Folha de S. Paulo


Litígio estrutural

O PSOL protocolou nesta semana uma ambiciosa ação judicial perante o Supremo Tribunal Federal.

Seu objetivo não é obter a declaração da inconstitucionalidade de uma lei ou de um ato jurídico específico. Sua meta é ver superada uma situação de sistemática afronta a preceitos fundamentais da Constituição, no âmbito do sistema carcerário brasileiro. Nas palavras de Daniel Sarmento, subscritor da ação, um verdadeiro "estado inconstitucional de coisas".

As acusações são graves.

A primeira delas é de superlotação. Conforme dados do próprio Ministério da Justiça, são mais de 560 mil presos para cerca de 350 mil vagas. Logo, há um deficit de mais de 200 mil vagas.

Outro problema é a quantidade desproporcional de presos provisórios; 41% da população carcerária é composta por pessoas aguardando julgamento, o que demonstra um limitado acesso à defesa, bem como uma falta de cuidado dos juízes na decretação dessas prisões.

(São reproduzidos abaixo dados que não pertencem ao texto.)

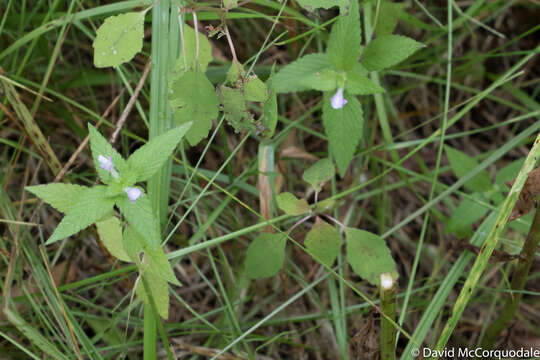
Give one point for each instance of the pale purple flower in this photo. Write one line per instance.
(105, 162)
(133, 193)
(338, 101)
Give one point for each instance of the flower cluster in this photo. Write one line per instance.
(106, 163)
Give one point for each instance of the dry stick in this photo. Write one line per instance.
(131, 102)
(68, 323)
(518, 283)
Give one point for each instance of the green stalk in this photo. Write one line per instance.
(164, 53)
(388, 306)
(519, 279)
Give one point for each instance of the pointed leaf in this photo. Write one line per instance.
(91, 206)
(319, 173)
(159, 291)
(462, 164)
(234, 108)
(255, 90)
(324, 241)
(140, 215)
(60, 196)
(368, 255)
(344, 42)
(344, 128)
(150, 157)
(290, 77)
(388, 50)
(100, 146)
(110, 233)
(193, 98)
(188, 57)
(118, 39)
(291, 205)
(265, 255)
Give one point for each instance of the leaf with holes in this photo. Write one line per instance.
(324, 241)
(368, 255)
(118, 39)
(265, 255)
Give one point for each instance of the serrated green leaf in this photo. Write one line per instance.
(466, 214)
(91, 205)
(324, 241)
(140, 215)
(234, 108)
(100, 146)
(368, 255)
(193, 98)
(150, 157)
(133, 244)
(358, 84)
(236, 70)
(319, 173)
(291, 205)
(344, 42)
(462, 164)
(255, 89)
(388, 50)
(118, 39)
(388, 15)
(323, 80)
(344, 128)
(188, 56)
(110, 234)
(265, 255)
(160, 266)
(289, 78)
(159, 290)
(311, 5)
(60, 196)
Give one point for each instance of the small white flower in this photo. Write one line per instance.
(133, 193)
(338, 101)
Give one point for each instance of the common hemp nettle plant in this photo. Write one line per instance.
(137, 231)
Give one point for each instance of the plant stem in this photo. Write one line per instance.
(388, 306)
(518, 283)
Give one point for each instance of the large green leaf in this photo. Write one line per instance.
(140, 215)
(344, 42)
(91, 205)
(388, 50)
(324, 241)
(291, 77)
(159, 290)
(265, 255)
(118, 39)
(319, 173)
(60, 196)
(344, 128)
(100, 146)
(368, 255)
(110, 233)
(462, 164)
(150, 157)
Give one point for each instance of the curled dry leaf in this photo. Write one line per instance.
(528, 192)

Condições degradantes, insalubres e desumanas foram detectadas pela CPI do Sistema Prisional, pelo Subcomitê contra a Tortura da ONU e pelo Conselho Nacional do Ministério Público (CNMP). Com isso também parece concordar a maioria dos ministros do Supremo. Basta analisar seus votos em inúmeros habeas corpus.

Poucos são os estabelecimentos que oferecem trabalho ou que separam presos em função de periculosidade ou primariedade. O mais comum é que os presos sejam separados em função de uma eventual afiliação às diversas facções criminosas. Nesse sentido, o sistema penitenciário parece ter se tornado uma espécie de sociedade de economia mista, onde o crime organizado é sócio majoritário.

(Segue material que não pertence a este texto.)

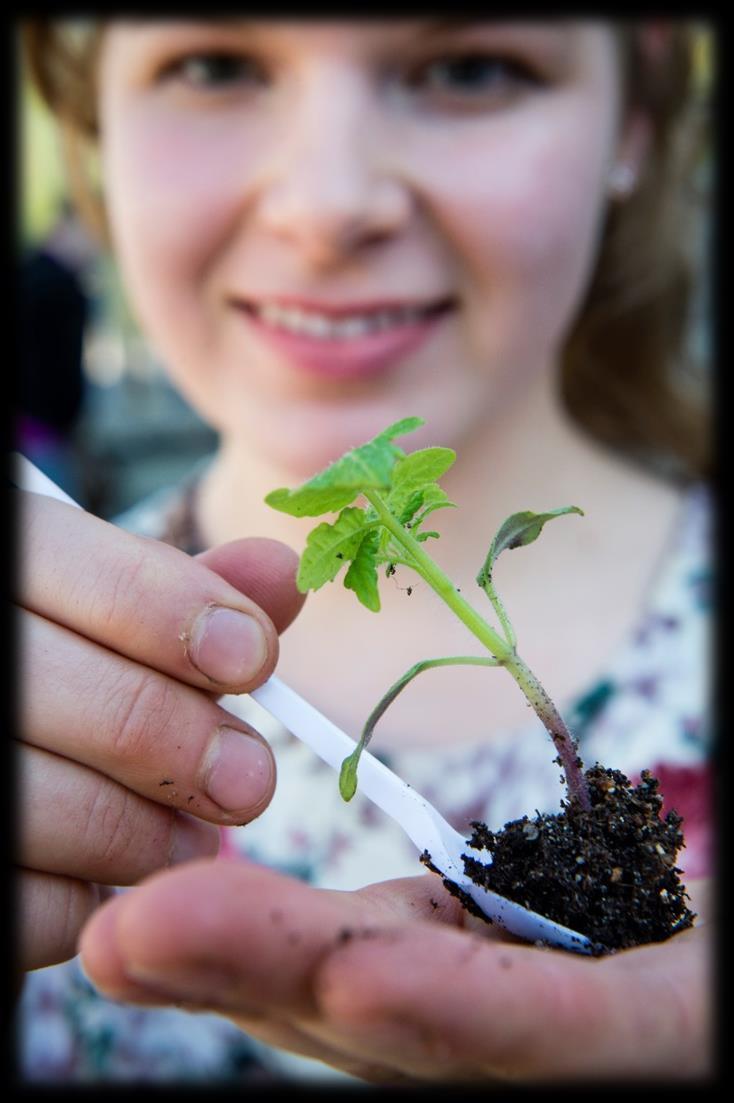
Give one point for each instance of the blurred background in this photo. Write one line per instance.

Ações semelhantes foram propostas em países como Argentina, Colômbia, África do Sul –e para não dizerem que se trata de uma invenção terceiro-mundista–, Itália e Estados Unidos. Os resultados podem ser considerados razoavelmente positivos na "desestabilização" dessas práticas violadoras. Se o Judiciário não é capaz de resolvê-las, pode romper a inércia e colocar os demais Poderes para trabalhar.

Em 2011, a Suprema Corte dos Estados Unidos, no caso Brown versus Plata, determinou que o Estado da Califórnia liberasse 46 mil presos de menor periculosidade, após um litígio que tomou mais de duas décadas nos tribunais inferiores. Para a Suprema Corte, a manutenção desses presos num sistema superlotado e sem as devidas condições sanitárias configurava a imposição de "pena cruel e pouco usual", o que não é aceitável constitucionalmente.

O cuidado nesse tipo de litígio de natureza estrutural é não demandar ou esperar que o Judiciário substitua a administração, escolhendo as políticas a serem levadas a cabo pelo Executivo. Ele não foi eleito para fazer essas escolhas ou pode ser punido por fazê-las equivocadamente.

Isso não significa, no entanto, que o Judiciário possa se omitir de sua função de garantir direitos e exigir o estrito cumprimento da lei. Não se trata de "ativismo", mas de obrigação funcional.

O segredo parece estar na natureza da prestação jurisdicional. Em vez de sentenças peremptórias e terminativas, os tribunais devem estabelecer as condições impositivas para a construção de soluções, monitorá-las e, quando necessário, punir os recalcitrantes.